Au Nord, c'était les corons, les mines aussi... Quoi de plus naturel, donc, pour un groupe versé dans le post-punk baroque souterrain qu'un choix de patronyme aussi combattif que Les Glaives, pour mieux tenter d'affirmer une filiation anglo-saxonne que seuls les Belges anversois ont jusqu'ici semblé intimer sans effort.

N'est pas fine lame qui veut, et dans sa quête d'une reconnaissance semblable à celle que seul Alain Kan avait réussi, éphémèrement, à obtenir en son temps, il aura fallu des changements de line up, de la persévérance et quelques errements musicaux, entre grindcore daté et punk simpliste, avant qu'un certain Rodrige Sergent ne rencontre les compagnons de route qui allaient donner les éléments de noirceurs et de culture anglo-saxonne qui siéent à sa poésie noire.

Dans cet album, passé bien entendu entièrement sous les radars de la presse nationale comme internationale, sauf apparemment en Belgique, il pourrait être dit qu'il règne un climat que seuls des membres de la nébuleuse dEUS auraient pu être capables d'injecter.

Ce destin de groupes et d'albums mythiques mais enterrés qui ne demandent qu'à être dépoussiérés et ramenés à la lumière est plus fréquent qu'on ne veut bien l'admettre. Un peu de curiosité, beaucoup de passion... et la vigilance de collectionneurs affûtés contribuent régulièrement à repeupler le panthéon des oeuvres oubliées, même s'il est malheureusement souvent trop tard pour que l'artiste puisse en tirer un quelconque bénéfice.

Dans le cas présent, tout commence avec le travail de deux passionnés, archivistes-collectionneurs, amplis de tristesse face aux quelques 6.000 disques de leurs collections respectives. Laurent Schlittler et Patrick Claudet présentent leur épique projet comme la conséquence d'un profond chagrin face au constat du nombre effarant d'albums magnifiques restés inaudibles et introuvables à l'époque d'internet. Les deux employés lausannois décidèrent donc un jour d'associer les initiales de leurs prénoms pour lancer la bien nommée LP Company et sa LP Collection. L'idée est simple : présenter, dans un premier temps, 50 trésors cachés de la musique underground...

Engoncés dans leur petit bureau dans la cité vaudoise, ils n'ont dès lors qu'une obsession, qu'une aspiration, celle de secouer le cocotier de la musique pour en faire tomber ces bijoux de pop, de punk, de rock gothique, ... injustement insoupçonnés...

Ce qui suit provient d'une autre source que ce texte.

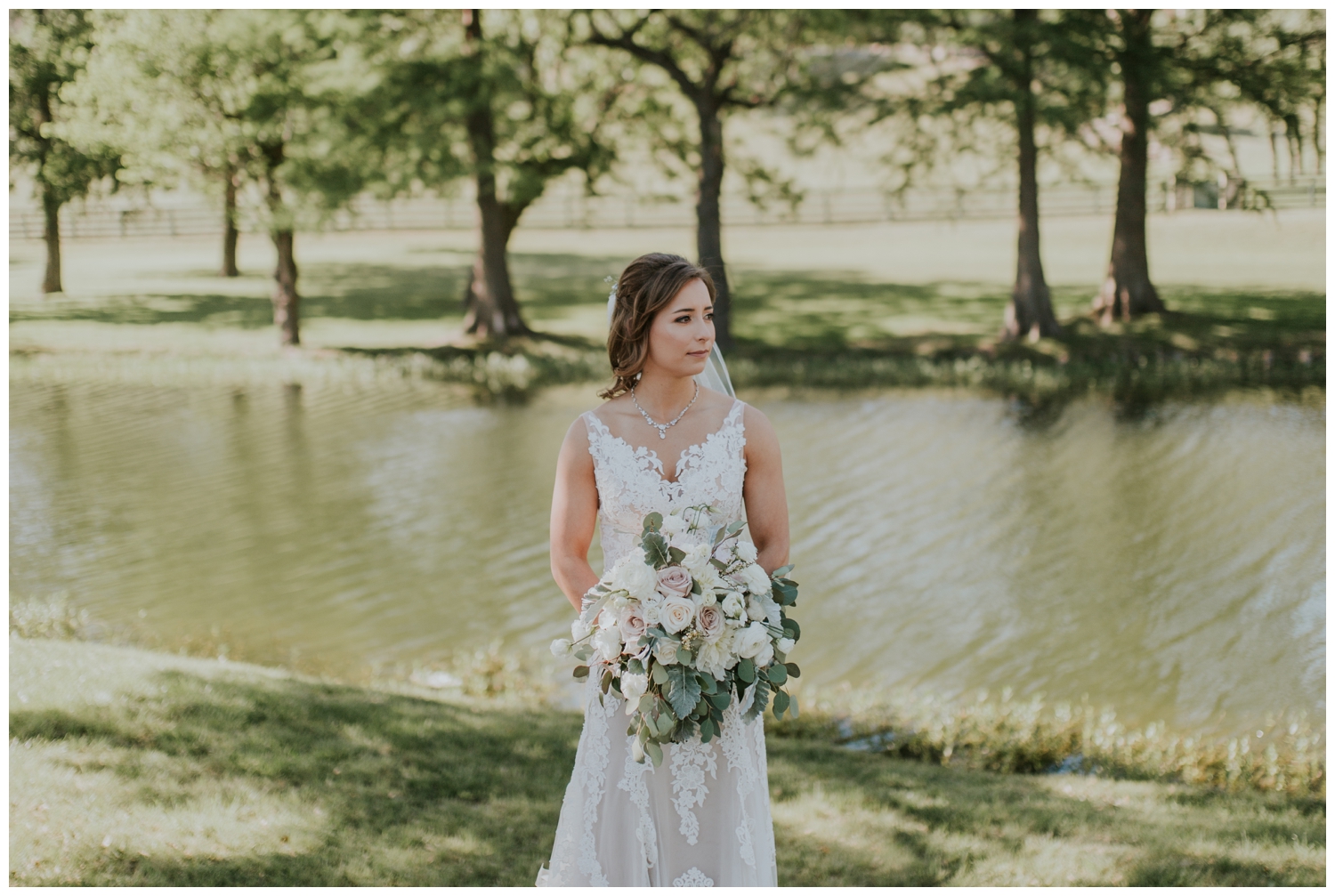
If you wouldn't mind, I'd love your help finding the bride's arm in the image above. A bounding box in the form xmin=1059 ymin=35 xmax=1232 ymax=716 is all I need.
xmin=552 ymin=418 xmax=598 ymax=611
xmin=742 ymin=405 xmax=788 ymax=573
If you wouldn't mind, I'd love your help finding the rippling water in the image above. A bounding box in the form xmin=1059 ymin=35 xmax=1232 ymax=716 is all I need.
xmin=10 ymin=382 xmax=1326 ymax=726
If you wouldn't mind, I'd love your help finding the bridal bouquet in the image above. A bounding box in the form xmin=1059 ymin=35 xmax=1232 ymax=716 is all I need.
xmin=552 ymin=506 xmax=803 ymax=765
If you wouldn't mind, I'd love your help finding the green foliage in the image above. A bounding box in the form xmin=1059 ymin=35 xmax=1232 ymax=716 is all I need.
xmin=360 ymin=10 xmax=622 ymax=222
xmin=10 ymin=10 xmax=120 ymax=206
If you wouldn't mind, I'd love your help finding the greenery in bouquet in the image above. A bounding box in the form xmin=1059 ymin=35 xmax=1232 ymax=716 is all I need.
xmin=552 ymin=505 xmax=803 ymax=765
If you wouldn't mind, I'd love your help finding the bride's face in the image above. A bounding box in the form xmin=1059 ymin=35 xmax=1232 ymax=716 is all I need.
xmin=645 ymin=280 xmax=715 ymax=376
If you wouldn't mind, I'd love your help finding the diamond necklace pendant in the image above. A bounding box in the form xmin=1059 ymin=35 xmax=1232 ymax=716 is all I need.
xmin=630 ymin=383 xmax=700 ymax=440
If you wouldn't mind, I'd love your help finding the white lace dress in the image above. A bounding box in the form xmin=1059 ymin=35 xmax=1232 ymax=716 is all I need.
xmin=538 ymin=400 xmax=777 ymax=886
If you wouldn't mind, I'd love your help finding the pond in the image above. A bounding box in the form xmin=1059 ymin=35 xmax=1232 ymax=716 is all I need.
xmin=10 ymin=381 xmax=1326 ymax=729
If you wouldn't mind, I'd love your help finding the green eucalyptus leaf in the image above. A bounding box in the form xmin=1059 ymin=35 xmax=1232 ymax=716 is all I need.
xmin=737 ymin=657 xmax=756 ymax=683
xmin=668 ymin=665 xmax=700 ymax=718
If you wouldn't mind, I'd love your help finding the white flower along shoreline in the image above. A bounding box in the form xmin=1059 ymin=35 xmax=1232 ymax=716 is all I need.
xmin=552 ymin=505 xmax=803 ymax=766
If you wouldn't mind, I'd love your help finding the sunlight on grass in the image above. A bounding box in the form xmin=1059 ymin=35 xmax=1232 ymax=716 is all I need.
xmin=10 ymin=635 xmax=1326 ymax=885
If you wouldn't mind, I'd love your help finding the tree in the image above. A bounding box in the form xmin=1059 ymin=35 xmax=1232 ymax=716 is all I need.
xmin=67 ymin=10 xmax=253 ymax=277
xmin=1072 ymin=10 xmax=1324 ymax=323
xmin=576 ymin=10 xmax=867 ymax=349
xmin=910 ymin=10 xmax=1104 ymax=338
xmin=362 ymin=10 xmax=622 ymax=338
xmin=10 ymin=10 xmax=120 ymax=293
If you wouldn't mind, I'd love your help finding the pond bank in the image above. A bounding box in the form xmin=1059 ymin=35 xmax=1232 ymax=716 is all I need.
xmin=10 ymin=635 xmax=1326 ymax=885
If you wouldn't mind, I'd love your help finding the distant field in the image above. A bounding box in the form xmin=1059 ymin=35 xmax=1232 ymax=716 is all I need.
xmin=10 ymin=211 xmax=1326 ymax=400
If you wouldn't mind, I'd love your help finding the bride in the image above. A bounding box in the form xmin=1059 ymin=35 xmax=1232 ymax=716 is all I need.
xmin=538 ymin=253 xmax=788 ymax=886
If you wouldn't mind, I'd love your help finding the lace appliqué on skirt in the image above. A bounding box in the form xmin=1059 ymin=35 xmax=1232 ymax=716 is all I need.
xmin=672 ymin=868 xmax=715 ymax=886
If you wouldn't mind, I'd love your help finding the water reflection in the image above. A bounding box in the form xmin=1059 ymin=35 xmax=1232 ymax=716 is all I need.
xmin=11 ymin=383 xmax=1324 ymax=725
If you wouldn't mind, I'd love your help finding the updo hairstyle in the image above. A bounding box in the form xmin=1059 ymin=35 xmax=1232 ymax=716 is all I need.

Ils en étalent les pochettes, les rangent par thématiques, les habillent d'une chronique qui va bien, et finissent par inviter des musiciens du monde entier pour faire (re)vivre un répertoire hors norme à travers des reprises.

La liste fourmille de disques d'artistes du monde entier aux noms qui donnent envie, The Sophists, The Ambush, Antonov and the Mexican Spies, O'Gonzo, China Clinic… et parmi ces pépites insoupçonnées, Les Glaives, un groupe français, donc...

... sauf que cette discothèque biblique est née du pur fruit de l'imagination des deux compères qui commencèrent par créer des pochettes d'albums fictifs... de groupes aux noms inventés... et à l'histoire fantasmée... en piochant dans leurs propres ressources photographiques, des clichés pris le plus souvent dans le même bureau où ils travaillent, puis dans celle du Musée de l’Elysée à Lausanne, un musée reconverti malgré lui en studio d'enregistrement avec des bandes qui prennent la poussière, pour la fantaisie et pour filer la métaphore.

Après les noms d'artistes et les pochettes, vinrent donc les titres des chansons, et les chroniques... auto-éditées dans un premier temps puis regroupées et reformatées dans un livre paru aux éditions Le Mot et le Reste, maison de référence pour nombre de livres dédiés à la musique et ses histoires... logique pour une LP Company dont le slogan est Imagination is music*.

Un kiosque en ligne présente une sélection de ces albums parmi cette discothèque virtuelle au double sens propre du terme... Mais Laurent et Patrick n'en reste pas là et l'histoire en devient croustillante lorsque que cette musique chroniquée devient réalité par le biais d'albums tribute composés de reprises de ces disques qui n'ont jamais existé...

... dès lors, de vraies entités artistiques se mirent à créer des reprises à partir de la chronique, de la pochette et des titres affabulés. De vrais groupes que l'on connaît, ou pas, tels Anna Aaron, Nicolas Julliard, ex-Fauve*, Peter Kernel, Sinner DC, Albin de la Simone, Rodolphe Burger, Ventura, Holden, et des Parisiens dadaïstes d'Arne Vinzon... disponibles sur la page de la LP Company

... posant moult questions aussi incongrues que légitimes, explique Laurent, rencontré en marge de l'exposition installée à Lourmarin le temps d'un festival. En effet, interroge-t-il... une reprise d'un titre qui n'existe pas et dont les auteurs compositeurs sont fictifs génère des droits qui sont versés à qui ?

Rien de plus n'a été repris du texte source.